Mookie Betts is trying to fix his offense without giving up the value he still brings at shortstop, and the Dodgers have to decide whether that is enough to keep him where he is in the order. The 33-year-old was in the middle of a road trip, with Los Angeles playing a three-game series against the Pittsburgh Pirates before heading to a three-game interleague set against the Chicago White Sox.
Betts entered the stretch with a.614 OPS and a 71 OPS+ through his first 133 plate appearances, numbers far from what the Dodgers have come to expect from one of the most complete players of his generation. Los Angeles still was 18 games over.500 and led the Arizona Diamondbacks by 7 1/2 games in the NL West, so the slump has not derailed the club’s season, but it has made his spot in the lineup a live question.
Betts described the adjustment as a process, saying he is trying to keep up with the times. He added that a lot of the things he once did naturally no longer work, and that he has to find new ones, which takes time, effort and patience. Those comments landed in mid-May, after a start that made clear this was not a short-term dip but a search for something new in his game.

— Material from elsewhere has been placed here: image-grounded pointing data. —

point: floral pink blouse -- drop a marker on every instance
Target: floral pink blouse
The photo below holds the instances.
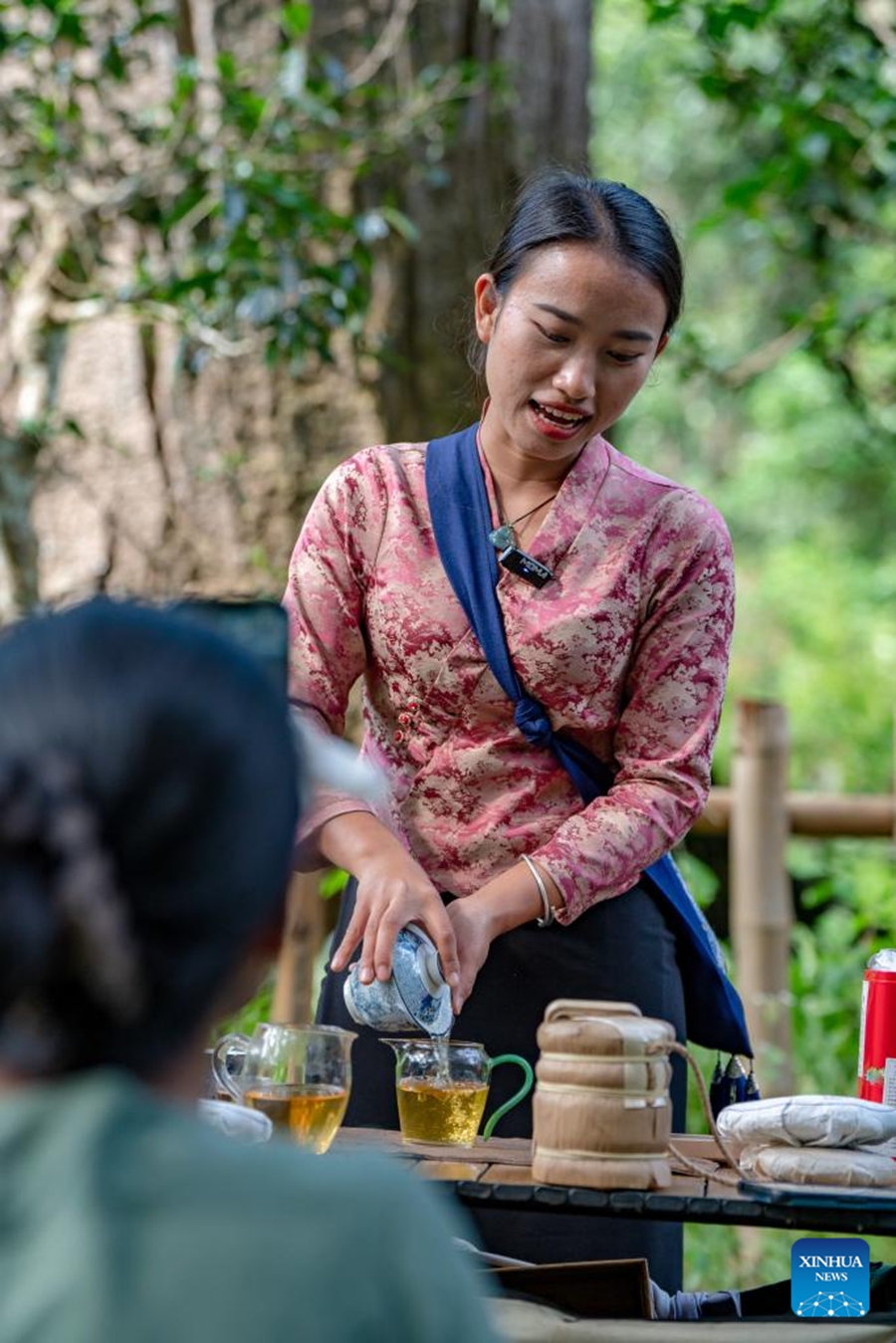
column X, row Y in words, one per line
column 626, row 647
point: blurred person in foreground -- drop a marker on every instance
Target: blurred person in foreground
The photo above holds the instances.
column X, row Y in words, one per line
column 149, row 793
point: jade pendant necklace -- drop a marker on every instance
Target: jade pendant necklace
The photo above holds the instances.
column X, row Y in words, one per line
column 516, row 560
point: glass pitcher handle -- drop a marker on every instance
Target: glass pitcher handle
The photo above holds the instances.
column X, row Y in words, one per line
column 515, row 1100
column 219, row 1062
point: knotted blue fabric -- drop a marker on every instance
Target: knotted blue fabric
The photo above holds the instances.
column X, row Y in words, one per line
column 461, row 523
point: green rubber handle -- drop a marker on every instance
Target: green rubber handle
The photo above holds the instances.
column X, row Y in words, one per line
column 515, row 1100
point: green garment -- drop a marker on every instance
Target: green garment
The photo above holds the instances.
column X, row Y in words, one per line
column 126, row 1220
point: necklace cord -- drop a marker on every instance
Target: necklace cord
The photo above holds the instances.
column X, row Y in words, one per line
column 523, row 516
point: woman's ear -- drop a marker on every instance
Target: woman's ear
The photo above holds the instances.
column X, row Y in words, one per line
column 487, row 303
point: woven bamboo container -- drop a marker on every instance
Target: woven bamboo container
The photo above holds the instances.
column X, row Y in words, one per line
column 602, row 1113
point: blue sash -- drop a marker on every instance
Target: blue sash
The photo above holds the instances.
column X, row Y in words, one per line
column 461, row 523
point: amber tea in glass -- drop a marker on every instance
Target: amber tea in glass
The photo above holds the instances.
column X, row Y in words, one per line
column 299, row 1076
column 311, row 1115
column 442, row 1087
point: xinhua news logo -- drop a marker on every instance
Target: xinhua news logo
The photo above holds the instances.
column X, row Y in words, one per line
column 830, row 1277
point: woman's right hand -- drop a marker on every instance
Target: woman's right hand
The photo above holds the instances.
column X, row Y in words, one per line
column 392, row 891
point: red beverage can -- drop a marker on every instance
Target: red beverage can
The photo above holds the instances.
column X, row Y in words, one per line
column 877, row 1037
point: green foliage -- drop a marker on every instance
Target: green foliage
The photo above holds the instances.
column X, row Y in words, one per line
column 710, row 109
column 768, row 130
column 199, row 188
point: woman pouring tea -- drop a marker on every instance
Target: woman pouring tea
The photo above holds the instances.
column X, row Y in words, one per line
column 149, row 792
column 523, row 600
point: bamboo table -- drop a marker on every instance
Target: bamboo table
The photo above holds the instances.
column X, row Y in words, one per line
column 499, row 1174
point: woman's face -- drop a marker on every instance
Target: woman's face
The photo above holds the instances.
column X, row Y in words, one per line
column 568, row 345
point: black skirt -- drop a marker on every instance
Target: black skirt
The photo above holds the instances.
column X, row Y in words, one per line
column 619, row 950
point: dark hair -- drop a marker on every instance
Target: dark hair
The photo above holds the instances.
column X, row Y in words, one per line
column 560, row 206
column 148, row 803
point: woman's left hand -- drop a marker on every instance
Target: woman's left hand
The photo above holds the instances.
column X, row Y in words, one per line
column 473, row 932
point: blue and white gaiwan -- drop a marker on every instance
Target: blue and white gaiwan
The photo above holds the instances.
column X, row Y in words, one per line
column 415, row 997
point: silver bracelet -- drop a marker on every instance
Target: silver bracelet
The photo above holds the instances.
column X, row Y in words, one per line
column 549, row 916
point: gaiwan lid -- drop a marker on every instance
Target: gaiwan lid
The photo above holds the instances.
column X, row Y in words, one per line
column 418, row 978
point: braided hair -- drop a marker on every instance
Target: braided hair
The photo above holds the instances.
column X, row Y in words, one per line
column 148, row 802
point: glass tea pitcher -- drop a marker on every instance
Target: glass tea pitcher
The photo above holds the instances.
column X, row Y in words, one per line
column 299, row 1076
column 442, row 1088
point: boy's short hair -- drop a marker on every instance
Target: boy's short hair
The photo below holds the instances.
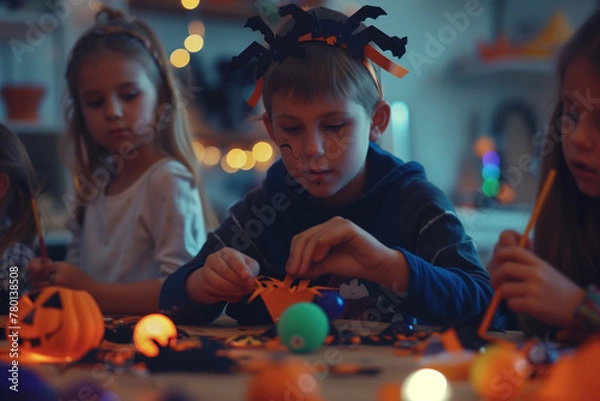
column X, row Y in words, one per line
column 325, row 71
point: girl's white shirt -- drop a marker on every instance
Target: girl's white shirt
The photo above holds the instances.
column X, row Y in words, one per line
column 144, row 232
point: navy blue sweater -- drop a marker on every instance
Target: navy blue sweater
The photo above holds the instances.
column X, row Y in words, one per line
column 447, row 284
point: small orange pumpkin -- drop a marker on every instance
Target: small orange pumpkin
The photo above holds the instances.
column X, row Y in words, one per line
column 59, row 324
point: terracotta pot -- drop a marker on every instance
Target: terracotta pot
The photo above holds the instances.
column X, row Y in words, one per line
column 23, row 101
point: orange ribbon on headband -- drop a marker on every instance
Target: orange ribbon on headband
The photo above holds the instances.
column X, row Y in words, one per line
column 370, row 54
column 309, row 27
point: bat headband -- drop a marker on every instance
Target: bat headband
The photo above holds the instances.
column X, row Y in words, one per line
column 310, row 28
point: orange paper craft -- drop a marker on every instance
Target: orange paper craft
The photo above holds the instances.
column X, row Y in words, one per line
column 279, row 295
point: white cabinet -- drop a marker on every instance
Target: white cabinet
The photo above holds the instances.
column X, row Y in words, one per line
column 32, row 53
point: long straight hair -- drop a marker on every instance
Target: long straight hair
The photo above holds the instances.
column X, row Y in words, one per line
column 135, row 40
column 567, row 233
column 15, row 163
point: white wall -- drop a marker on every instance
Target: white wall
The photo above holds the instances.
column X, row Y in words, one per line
column 446, row 110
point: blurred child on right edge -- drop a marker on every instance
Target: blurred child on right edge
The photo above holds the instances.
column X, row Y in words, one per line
column 336, row 209
column 555, row 284
column 17, row 223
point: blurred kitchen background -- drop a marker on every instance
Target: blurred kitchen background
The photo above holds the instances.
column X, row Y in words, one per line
column 478, row 96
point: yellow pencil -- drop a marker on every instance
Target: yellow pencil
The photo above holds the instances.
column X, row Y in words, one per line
column 487, row 319
column 38, row 227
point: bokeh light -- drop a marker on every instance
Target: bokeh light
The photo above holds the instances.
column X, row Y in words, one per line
column 212, row 156
column 194, row 43
column 482, row 145
column 199, row 150
column 227, row 167
column 196, row 27
column 426, row 385
column 250, row 162
column 262, row 151
column 236, row 158
column 179, row 58
column 490, row 187
column 153, row 328
column 491, row 157
column 190, row 4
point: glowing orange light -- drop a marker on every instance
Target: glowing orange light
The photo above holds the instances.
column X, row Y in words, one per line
column 154, row 327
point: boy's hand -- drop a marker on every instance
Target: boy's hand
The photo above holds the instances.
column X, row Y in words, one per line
column 530, row 285
column 65, row 274
column 227, row 275
column 339, row 247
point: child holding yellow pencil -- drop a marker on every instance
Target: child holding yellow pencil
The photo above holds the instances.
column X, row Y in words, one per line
column 554, row 282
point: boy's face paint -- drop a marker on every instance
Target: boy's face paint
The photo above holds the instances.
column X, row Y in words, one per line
column 323, row 145
column 581, row 125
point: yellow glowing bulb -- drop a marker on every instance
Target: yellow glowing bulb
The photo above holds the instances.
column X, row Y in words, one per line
column 212, row 156
column 262, row 151
column 194, row 43
column 250, row 162
column 196, row 27
column 190, row 4
column 426, row 385
column 227, row 167
column 179, row 58
column 154, row 327
column 236, row 158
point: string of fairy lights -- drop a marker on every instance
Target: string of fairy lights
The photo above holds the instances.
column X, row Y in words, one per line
column 261, row 154
column 492, row 185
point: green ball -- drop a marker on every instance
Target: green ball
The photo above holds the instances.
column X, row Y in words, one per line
column 303, row 327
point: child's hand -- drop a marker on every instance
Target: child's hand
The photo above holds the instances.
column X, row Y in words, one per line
column 340, row 247
column 532, row 286
column 227, row 275
column 38, row 273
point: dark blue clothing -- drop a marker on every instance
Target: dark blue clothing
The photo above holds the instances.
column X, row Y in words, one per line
column 400, row 208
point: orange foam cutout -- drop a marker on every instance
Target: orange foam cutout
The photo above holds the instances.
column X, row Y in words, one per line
column 279, row 295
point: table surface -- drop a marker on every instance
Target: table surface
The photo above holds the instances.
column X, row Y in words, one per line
column 134, row 386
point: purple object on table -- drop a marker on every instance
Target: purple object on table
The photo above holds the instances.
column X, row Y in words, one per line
column 331, row 302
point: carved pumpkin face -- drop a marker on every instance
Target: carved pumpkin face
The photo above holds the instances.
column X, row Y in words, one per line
column 59, row 323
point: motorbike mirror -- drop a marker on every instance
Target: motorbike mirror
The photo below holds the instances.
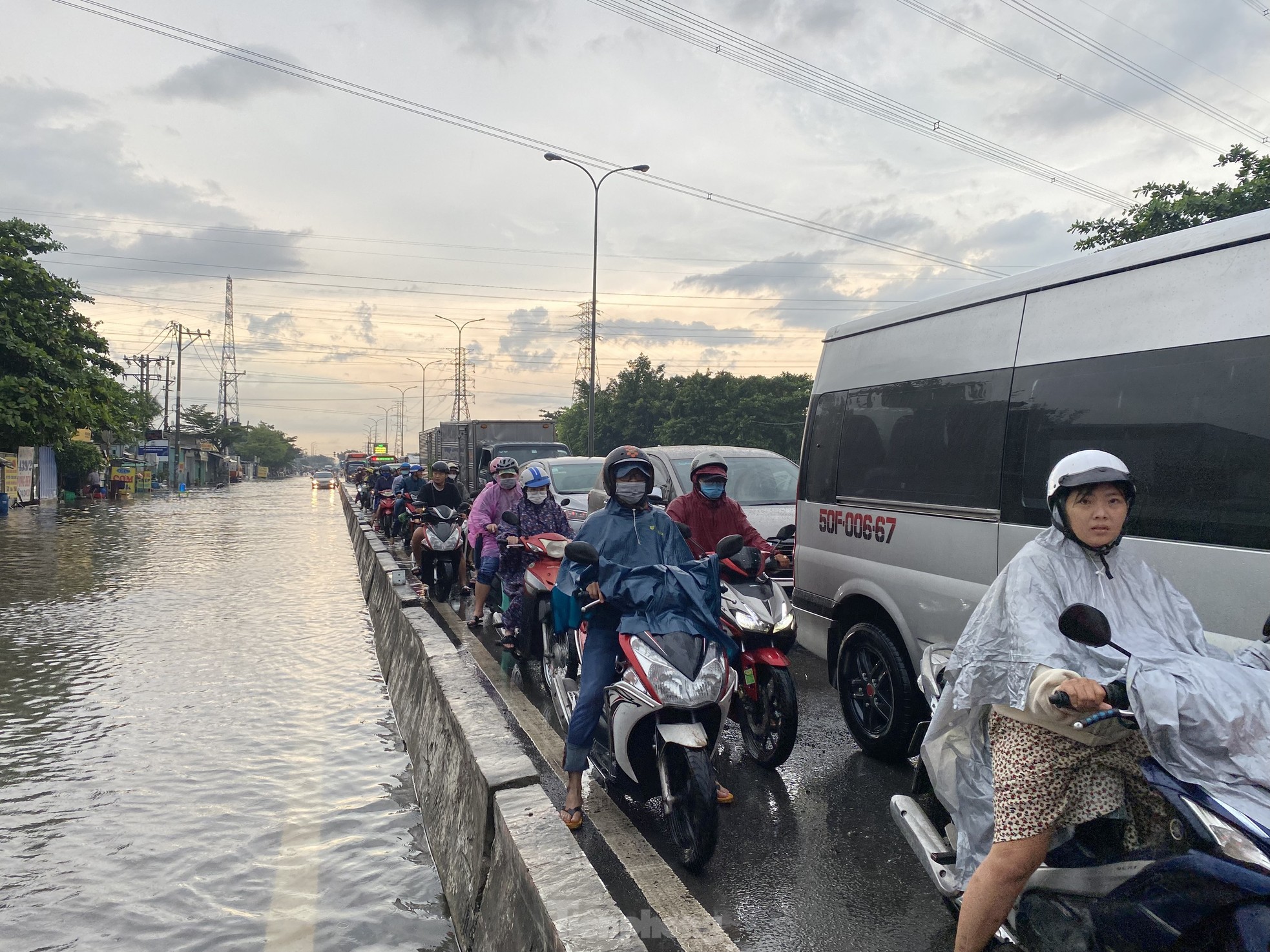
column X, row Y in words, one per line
column 582, row 552
column 1086, row 625
column 729, row 546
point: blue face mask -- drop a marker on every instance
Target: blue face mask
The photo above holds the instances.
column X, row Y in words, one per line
column 711, row 490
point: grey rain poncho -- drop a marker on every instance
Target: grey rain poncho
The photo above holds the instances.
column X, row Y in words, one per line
column 1204, row 718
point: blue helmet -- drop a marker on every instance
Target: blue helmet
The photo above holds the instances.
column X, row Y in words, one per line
column 534, row 476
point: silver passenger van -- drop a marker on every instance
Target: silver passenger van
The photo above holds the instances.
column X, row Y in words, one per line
column 933, row 428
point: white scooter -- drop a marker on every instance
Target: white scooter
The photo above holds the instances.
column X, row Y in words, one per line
column 661, row 720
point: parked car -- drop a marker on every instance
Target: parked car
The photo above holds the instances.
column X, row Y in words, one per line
column 933, row 428
column 762, row 481
column 572, row 479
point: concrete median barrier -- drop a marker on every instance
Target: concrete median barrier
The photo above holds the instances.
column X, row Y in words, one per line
column 515, row 878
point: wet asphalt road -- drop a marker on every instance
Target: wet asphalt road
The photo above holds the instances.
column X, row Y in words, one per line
column 808, row 856
column 197, row 750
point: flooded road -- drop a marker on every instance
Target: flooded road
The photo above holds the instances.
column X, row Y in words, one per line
column 197, row 750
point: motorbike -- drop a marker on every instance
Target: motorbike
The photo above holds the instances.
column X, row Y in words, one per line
column 661, row 720
column 1207, row 887
column 758, row 616
column 444, row 537
column 548, row 551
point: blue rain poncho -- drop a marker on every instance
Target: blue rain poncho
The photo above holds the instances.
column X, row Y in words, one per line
column 648, row 575
column 1180, row 685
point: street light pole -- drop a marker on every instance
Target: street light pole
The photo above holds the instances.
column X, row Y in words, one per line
column 402, row 413
column 423, row 391
column 595, row 274
column 460, row 361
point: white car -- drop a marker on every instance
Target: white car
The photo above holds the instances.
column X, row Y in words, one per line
column 572, row 479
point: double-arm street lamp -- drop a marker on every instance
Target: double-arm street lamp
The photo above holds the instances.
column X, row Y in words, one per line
column 595, row 272
column 460, row 362
column 423, row 390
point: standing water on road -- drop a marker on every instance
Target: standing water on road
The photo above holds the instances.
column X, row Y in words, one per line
column 197, row 749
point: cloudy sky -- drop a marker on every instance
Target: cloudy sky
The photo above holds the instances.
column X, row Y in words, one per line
column 347, row 223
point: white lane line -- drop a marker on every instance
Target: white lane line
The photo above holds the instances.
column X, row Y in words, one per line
column 683, row 916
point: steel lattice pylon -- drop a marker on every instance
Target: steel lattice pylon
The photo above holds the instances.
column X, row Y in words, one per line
column 226, row 397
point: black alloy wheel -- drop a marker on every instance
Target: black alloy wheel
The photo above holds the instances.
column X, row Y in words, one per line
column 879, row 698
column 695, row 815
column 769, row 727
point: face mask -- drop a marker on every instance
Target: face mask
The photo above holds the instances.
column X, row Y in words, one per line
column 711, row 490
column 632, row 493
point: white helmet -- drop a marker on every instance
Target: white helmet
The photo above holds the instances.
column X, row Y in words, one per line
column 1085, row 469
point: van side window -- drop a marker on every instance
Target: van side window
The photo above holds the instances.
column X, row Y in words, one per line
column 936, row 442
column 1193, row 424
column 820, row 470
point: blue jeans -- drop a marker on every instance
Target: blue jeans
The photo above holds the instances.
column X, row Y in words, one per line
column 598, row 670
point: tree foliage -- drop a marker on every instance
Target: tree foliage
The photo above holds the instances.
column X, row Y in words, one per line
column 1172, row 207
column 644, row 406
column 55, row 368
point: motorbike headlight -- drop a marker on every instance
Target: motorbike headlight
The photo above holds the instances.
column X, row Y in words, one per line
column 1230, row 842
column 670, row 685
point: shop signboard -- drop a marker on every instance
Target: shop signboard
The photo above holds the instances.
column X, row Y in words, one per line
column 26, row 468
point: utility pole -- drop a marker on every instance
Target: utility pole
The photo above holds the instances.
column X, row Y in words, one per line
column 185, row 338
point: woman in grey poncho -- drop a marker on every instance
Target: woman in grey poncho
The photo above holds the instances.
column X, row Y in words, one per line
column 1042, row 774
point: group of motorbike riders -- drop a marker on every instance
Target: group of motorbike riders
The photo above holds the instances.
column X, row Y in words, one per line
column 1016, row 772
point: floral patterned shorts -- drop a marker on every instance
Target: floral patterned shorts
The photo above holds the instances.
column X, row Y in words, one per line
column 1043, row 781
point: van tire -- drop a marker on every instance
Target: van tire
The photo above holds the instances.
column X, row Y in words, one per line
column 879, row 696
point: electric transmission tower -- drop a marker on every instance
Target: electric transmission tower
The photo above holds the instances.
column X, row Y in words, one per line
column 582, row 369
column 226, row 397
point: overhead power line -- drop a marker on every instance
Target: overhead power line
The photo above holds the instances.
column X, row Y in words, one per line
column 1127, row 65
column 1052, row 73
column 707, row 35
column 516, row 139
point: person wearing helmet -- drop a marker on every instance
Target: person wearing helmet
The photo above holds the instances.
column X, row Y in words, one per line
column 710, row 513
column 634, row 533
column 1008, row 765
column 499, row 494
column 537, row 512
column 437, row 492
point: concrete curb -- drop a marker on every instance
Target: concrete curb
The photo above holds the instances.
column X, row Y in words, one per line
column 514, row 876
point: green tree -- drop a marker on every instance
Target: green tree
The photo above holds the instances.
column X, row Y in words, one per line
column 644, row 406
column 55, row 371
column 1172, row 207
column 269, row 446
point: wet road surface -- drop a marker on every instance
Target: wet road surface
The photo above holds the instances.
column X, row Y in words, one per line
column 808, row 857
column 197, row 750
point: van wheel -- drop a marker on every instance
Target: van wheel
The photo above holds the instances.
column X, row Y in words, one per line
column 880, row 702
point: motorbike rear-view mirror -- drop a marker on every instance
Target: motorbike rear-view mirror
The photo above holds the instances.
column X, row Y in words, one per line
column 1088, row 626
column 582, row 552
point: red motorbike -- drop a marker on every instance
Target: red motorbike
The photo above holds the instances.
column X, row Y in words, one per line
column 758, row 615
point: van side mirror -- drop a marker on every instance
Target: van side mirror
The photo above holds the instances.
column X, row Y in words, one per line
column 582, row 552
column 729, row 546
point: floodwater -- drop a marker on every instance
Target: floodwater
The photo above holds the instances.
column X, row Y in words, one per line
column 197, row 750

That search matters because Betts is not being asked to carry the Dodgers with the bat alone. Last season, he was worth 3.4 WAR by FanGraphs and 4.9 by Baseball Reference, and even now his defense at shortstop gives Los Angeles a high floor while the offense sorts itself out. The club has been hopeful he can get back to superstar form, but the glove means he can still help the team even if the bat never fully catches up.
The complication is that the cleanup spot is supposed to do more than offer hope. Andy Pages was already hitting second, and the Dodgers did not have another healthy right-handed hitter they were eager to use in the fourth spot, which leaves the lineup with limited easy answers. Betts has already shown he can return after a month-long oblique absence and still be central to the team’s plans, but this is a different test: whether the Dodgers value the steadiness of his defense enough to live with the offense for now, or whether Dave Roberts eventually reshuffles the order in search of more production.
For the moment, the Dodgers can afford patience because the standings are solid and Betts remains too valuable to move lightly. The next decision is less about whether he belongs in the lineup than whether the cleanup role is still the best place for him while he keeps looking for a swing that feels like his again.